Although the amount of available synchronized data across participants varied strongly, irrespective of the number of days spent in hospital information on the parameters requested was always available either for the full hospitalization time prior to delivery or for at least three days prior to delivery. Consequently, such measurements could help to improve early detection, allowing to adjust clinical procedures such as the timing of delivery, and to prevent unfavorable effects on neonatal outcome. Timing in intraamniotic infection is important because premature babies should not be exposed to an infection for a longer time than necessary as several studies show that premature infants with peripartal infections have poorer outcome compared to those without infection [38, 39].

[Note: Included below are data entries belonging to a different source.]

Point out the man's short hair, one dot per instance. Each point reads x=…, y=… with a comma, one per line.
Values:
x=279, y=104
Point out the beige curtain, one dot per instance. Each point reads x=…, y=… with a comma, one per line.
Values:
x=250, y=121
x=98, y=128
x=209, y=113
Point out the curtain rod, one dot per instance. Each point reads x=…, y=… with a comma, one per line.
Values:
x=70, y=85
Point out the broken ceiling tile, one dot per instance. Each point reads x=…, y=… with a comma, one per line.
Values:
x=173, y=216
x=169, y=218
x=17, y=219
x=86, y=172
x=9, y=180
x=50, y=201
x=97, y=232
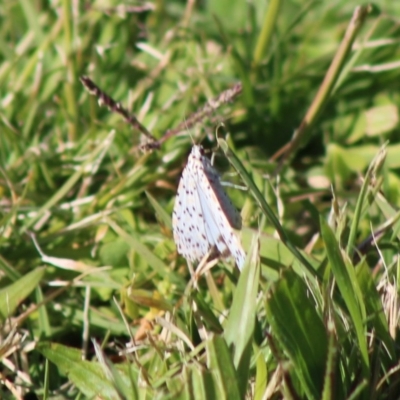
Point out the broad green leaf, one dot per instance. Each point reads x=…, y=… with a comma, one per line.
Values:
x=88, y=376
x=222, y=367
x=240, y=324
x=291, y=311
x=12, y=295
x=347, y=283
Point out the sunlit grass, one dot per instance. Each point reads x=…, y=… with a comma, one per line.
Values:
x=95, y=300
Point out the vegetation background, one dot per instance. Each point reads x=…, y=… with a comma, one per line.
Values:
x=94, y=300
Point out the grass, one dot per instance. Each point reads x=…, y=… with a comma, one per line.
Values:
x=94, y=299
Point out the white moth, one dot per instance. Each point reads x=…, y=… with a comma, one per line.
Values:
x=204, y=218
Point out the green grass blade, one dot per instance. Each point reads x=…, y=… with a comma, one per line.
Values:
x=347, y=283
x=300, y=331
x=234, y=160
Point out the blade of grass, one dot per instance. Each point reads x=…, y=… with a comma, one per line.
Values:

Medical induction of labor due to PPROM, which in our clinic is performed at 37 weeks of gestation in the absence of infection, could be interpreted as a bias because the “natural” course of pregnancy (and potentially infection) is intercepted prematurely; however, the induction rate of our study population was only 14%.

Conclusion

This proof of principle study demonstrated the potential of a wearable device to noninvasively measure physiological parameters related to the development of intraamniotic infection after PPROM, consequently allowing its early detection.

Larger studies will help to identify the predictive capabilities of these parameters for different clinical outcomes in PPROM patients, and to understand whether and how noninvasively measured parameters could support future clinical decision making.